Shreveport’s yellow fever epidemic of 1873 was the area’s original public health crisis. Lasting from August 20 to November 10, 1873, the outbreak claimed at least 700 lives, with some estimates ranging to more than 1,000. Outbreaks of yellow fever were common in the south, but Shreveport’s epidemic was particularly deadly. More than half of the residents who stayed behind during the outbreak caught the virus. About 25 percent of those infected perished.
The Talbot’s collection contains original and reproduction personal effects of survivor’s, chronical records of first person accounts, haunting contemporaneous imagery, depictions of the medical remedies used to combat the fever and even the names of more than 700 victims on the outbreak’s office death list.
Patent medicines in the 19th and 20th Centuries claimed to cure everything from acne to xenophobia and they didn’t taste too bad either. These “drugs” were sold over the counter throughout the United States and were consumed by just about everyone. They often contained alcohol and sometimes painkillers like opium and cocaine.
They didn’t “cure” anything, but often the user usually felt better and even thought he or she was being cured…until they died of an untreated self-diagnosed disease. Epidemics like Shreveport's yellow fever outbreak were often treated with these "medicines" with disastrous consequences.
These patent medicines were sometimes endorsed by national celebrities, associated with social or political causes, and claimed to contain “secret ingredients” known only to the ancients or mysterious foreign doctors. They were hawked in travelling shows who often sold common liniments but claimed the bottles contain a mysterious healing “snake oil”. This turned the term “snake oil salesman” into a symbol of a charlatan.

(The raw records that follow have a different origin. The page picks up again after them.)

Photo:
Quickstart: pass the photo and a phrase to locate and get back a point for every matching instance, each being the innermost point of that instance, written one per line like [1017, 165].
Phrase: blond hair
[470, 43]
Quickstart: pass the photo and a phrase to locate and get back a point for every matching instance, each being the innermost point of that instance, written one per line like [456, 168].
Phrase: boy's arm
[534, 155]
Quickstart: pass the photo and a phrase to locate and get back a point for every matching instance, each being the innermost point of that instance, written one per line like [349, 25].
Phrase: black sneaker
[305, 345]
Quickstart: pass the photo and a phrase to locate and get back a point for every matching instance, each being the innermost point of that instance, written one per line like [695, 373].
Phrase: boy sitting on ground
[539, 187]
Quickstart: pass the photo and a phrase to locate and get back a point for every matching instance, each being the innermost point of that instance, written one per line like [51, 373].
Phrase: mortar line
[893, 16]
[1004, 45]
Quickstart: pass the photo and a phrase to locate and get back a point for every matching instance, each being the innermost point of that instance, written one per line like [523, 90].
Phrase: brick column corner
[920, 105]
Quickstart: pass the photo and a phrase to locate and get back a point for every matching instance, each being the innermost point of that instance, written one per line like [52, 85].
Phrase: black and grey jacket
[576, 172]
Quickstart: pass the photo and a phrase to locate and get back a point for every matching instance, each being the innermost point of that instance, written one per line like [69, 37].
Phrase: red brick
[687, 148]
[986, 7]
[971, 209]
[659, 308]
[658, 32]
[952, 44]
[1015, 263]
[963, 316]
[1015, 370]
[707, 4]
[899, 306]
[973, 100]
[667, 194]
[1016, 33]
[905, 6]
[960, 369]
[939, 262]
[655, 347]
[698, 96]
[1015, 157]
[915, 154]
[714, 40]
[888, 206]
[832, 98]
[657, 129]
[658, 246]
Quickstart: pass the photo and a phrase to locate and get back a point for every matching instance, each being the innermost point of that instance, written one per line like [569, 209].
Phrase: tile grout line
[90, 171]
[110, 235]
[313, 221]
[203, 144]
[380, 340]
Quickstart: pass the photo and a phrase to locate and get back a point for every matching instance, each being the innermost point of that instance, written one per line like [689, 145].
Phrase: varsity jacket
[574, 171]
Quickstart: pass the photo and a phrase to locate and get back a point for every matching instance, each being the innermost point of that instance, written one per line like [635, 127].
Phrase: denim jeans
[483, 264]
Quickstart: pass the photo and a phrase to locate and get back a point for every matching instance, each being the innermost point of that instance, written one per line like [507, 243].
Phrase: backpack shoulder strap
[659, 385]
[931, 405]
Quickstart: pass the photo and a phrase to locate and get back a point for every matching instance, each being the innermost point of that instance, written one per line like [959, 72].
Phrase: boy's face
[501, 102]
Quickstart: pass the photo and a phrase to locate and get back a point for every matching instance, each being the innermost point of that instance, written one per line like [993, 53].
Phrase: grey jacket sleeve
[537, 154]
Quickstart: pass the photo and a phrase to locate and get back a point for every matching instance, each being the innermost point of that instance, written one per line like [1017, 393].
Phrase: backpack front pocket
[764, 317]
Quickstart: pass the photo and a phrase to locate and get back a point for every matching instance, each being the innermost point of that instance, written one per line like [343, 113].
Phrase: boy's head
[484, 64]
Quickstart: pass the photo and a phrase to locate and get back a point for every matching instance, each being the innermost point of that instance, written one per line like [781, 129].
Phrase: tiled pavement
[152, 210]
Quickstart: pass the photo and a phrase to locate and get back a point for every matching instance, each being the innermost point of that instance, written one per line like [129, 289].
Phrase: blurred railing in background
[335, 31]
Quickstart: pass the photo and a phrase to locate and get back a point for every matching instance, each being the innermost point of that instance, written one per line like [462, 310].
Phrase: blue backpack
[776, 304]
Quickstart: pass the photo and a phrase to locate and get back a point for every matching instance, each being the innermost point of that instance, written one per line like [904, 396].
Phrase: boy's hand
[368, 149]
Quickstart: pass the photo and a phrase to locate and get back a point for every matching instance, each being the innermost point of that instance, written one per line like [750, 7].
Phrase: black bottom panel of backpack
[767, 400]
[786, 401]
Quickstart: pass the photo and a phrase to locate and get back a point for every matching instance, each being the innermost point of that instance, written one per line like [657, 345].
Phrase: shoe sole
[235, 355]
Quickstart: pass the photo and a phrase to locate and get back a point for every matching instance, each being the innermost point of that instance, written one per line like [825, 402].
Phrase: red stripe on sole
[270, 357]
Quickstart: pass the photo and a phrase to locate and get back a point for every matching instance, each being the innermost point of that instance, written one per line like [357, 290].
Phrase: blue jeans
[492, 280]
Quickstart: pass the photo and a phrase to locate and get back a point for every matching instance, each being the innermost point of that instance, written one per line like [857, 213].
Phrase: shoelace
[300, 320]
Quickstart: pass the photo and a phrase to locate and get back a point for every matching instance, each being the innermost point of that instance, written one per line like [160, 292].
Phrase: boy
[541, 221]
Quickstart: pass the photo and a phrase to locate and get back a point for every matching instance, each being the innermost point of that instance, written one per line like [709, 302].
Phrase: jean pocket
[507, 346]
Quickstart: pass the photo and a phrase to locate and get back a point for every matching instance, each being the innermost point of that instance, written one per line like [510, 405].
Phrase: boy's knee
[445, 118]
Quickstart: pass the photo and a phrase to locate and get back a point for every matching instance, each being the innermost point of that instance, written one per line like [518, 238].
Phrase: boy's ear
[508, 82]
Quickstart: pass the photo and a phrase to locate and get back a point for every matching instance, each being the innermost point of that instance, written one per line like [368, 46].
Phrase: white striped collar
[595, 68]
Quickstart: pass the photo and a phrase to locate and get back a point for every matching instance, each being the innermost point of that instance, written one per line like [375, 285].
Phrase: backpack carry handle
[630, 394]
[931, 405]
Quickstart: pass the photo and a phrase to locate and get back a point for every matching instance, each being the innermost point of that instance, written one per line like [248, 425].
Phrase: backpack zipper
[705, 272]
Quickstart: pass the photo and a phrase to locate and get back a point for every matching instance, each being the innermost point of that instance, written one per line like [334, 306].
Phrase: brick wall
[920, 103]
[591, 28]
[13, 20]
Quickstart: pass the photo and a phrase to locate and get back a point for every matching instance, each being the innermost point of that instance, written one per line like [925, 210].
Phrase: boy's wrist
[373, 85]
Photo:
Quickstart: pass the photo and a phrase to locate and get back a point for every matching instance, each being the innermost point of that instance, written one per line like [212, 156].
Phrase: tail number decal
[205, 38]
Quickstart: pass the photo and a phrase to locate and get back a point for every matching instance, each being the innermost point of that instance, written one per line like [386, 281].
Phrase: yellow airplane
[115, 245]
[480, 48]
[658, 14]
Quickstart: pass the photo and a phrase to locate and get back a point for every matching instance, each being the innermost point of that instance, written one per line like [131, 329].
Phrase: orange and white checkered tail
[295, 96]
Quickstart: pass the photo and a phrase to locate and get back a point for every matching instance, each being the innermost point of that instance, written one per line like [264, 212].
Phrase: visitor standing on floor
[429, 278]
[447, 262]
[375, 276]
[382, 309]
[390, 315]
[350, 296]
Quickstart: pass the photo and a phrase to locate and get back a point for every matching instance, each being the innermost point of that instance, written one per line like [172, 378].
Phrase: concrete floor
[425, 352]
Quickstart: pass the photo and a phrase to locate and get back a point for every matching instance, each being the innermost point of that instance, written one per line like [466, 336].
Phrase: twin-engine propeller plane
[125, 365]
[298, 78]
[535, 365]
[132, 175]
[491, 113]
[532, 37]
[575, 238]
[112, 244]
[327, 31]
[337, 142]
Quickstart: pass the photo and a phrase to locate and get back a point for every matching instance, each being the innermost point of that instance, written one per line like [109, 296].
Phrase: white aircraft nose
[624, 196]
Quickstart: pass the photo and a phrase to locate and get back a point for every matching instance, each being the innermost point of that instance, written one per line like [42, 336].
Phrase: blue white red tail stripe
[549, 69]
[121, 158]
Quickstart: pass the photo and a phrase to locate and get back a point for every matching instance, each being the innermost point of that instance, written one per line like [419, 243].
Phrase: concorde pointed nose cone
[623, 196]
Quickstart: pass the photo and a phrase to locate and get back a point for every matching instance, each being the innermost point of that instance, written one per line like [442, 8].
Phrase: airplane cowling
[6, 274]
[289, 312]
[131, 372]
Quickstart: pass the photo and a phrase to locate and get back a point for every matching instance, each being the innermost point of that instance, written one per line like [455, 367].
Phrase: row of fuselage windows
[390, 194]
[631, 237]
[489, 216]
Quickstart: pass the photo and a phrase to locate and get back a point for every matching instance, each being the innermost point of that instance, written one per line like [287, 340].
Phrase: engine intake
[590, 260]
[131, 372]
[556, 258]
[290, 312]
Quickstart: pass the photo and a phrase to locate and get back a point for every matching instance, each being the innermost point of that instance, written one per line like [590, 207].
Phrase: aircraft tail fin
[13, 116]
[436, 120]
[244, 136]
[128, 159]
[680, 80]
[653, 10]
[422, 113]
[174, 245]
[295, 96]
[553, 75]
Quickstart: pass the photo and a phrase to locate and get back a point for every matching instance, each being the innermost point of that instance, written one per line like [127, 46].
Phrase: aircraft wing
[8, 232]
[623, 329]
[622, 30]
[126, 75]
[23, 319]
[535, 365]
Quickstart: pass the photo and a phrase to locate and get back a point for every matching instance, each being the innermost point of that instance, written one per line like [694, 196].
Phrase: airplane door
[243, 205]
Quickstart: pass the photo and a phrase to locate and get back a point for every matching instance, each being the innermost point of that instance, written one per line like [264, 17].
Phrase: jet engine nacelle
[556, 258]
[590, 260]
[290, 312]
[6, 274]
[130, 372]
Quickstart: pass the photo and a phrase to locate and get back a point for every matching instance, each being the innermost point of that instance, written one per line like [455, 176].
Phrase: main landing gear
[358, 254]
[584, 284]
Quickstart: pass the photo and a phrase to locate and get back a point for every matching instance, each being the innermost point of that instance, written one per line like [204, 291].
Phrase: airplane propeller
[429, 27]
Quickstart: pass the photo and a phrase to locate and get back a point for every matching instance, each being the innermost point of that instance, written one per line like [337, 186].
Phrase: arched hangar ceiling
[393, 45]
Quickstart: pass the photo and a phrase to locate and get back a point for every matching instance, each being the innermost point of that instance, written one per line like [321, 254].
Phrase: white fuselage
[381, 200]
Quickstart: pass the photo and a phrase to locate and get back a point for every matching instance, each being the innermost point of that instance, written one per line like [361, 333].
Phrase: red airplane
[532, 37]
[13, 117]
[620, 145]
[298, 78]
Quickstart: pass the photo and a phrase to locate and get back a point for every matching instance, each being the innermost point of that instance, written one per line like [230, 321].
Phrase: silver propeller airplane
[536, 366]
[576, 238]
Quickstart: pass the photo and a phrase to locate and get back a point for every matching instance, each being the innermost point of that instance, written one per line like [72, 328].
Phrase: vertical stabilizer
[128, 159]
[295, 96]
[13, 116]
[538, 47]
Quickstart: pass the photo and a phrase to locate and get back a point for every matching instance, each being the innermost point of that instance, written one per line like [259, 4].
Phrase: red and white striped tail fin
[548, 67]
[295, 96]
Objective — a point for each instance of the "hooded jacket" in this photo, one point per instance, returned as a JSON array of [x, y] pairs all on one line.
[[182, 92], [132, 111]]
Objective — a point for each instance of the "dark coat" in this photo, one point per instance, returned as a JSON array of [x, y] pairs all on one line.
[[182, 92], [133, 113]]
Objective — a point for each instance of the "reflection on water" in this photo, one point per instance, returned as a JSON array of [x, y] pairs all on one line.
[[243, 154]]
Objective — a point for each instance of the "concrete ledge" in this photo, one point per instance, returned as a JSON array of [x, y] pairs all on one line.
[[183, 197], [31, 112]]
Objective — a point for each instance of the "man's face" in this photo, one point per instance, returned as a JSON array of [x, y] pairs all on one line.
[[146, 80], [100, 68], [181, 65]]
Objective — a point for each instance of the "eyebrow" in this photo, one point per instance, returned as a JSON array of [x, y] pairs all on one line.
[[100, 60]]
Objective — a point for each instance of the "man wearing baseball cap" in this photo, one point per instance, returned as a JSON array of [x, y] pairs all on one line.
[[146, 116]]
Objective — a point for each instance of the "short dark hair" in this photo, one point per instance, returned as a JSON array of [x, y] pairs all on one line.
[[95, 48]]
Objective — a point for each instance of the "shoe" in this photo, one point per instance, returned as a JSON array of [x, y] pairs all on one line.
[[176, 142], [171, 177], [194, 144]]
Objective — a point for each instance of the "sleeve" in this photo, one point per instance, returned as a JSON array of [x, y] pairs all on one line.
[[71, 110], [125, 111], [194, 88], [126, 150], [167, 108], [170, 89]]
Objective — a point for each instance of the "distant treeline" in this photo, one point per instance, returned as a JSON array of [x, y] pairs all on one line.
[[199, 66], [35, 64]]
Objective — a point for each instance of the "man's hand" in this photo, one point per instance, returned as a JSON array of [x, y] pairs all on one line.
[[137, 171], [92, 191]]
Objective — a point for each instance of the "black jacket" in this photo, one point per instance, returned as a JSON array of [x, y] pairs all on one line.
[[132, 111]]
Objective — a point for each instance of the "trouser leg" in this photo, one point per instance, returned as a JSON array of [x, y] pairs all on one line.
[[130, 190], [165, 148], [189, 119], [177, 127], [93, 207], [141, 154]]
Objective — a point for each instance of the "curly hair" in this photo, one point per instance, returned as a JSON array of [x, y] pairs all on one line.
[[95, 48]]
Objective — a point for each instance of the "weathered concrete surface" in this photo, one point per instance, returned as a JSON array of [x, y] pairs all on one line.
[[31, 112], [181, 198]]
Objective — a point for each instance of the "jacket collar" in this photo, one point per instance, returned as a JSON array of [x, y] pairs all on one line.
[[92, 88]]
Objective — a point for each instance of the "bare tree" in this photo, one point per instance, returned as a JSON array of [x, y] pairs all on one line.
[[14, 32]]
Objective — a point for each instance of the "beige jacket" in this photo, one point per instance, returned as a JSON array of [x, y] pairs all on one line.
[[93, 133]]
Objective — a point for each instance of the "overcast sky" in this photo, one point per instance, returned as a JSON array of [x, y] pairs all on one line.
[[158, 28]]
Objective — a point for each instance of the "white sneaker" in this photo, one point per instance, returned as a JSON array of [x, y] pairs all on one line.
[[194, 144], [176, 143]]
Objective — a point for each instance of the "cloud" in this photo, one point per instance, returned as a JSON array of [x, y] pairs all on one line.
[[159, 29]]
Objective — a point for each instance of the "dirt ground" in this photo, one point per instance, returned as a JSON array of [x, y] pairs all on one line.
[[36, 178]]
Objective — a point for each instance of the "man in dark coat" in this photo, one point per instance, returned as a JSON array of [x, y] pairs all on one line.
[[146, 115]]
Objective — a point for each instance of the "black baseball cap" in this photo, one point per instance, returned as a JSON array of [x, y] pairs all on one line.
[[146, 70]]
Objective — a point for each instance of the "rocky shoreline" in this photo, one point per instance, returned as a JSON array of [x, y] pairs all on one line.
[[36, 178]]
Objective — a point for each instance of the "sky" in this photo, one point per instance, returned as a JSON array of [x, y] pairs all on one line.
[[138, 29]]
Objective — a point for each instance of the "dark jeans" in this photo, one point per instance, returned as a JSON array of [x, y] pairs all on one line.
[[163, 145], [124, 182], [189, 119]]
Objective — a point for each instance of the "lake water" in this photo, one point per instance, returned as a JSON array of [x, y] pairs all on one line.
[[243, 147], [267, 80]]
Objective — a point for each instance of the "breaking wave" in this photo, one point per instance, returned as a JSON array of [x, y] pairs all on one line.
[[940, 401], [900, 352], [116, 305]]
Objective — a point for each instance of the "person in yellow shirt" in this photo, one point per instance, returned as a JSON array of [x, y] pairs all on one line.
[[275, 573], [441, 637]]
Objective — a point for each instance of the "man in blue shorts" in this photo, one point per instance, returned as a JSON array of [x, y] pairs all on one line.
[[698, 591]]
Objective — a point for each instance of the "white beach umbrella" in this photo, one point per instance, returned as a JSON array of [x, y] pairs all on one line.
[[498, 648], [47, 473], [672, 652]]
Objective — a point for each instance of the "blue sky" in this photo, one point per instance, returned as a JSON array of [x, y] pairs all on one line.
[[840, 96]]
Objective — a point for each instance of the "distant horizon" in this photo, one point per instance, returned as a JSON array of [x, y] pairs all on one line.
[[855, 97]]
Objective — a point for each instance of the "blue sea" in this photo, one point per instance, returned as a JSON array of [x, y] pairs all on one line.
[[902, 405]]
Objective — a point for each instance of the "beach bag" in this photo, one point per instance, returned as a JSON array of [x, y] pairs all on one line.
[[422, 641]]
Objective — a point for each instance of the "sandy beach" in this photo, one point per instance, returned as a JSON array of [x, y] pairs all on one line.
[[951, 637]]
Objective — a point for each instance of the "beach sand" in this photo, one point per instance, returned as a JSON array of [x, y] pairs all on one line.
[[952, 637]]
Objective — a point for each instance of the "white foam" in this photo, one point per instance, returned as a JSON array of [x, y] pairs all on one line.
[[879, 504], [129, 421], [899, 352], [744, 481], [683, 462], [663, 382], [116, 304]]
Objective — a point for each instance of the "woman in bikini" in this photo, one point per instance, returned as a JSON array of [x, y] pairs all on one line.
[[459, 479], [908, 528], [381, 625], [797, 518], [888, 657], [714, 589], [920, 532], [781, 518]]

The end of these “miraculous cures” came in the early 20th Century. The first blow came with an series of articles published 1905 by the respected and widely read Collier’s Magazine. The articles exposed what was in the drugs and how they were marketed. The next attack came with the creation of the Food and Drug Administration and the Federal Trade Commission. The FDA sought to prevent dangerous drugs from being sold to sufferers, and the FTC deceptive advertising from bilking the unwary.
Some of the patent medicine firms reworked their recipes to comply with new laws and remained it business. A few can be found on drug store shelves today.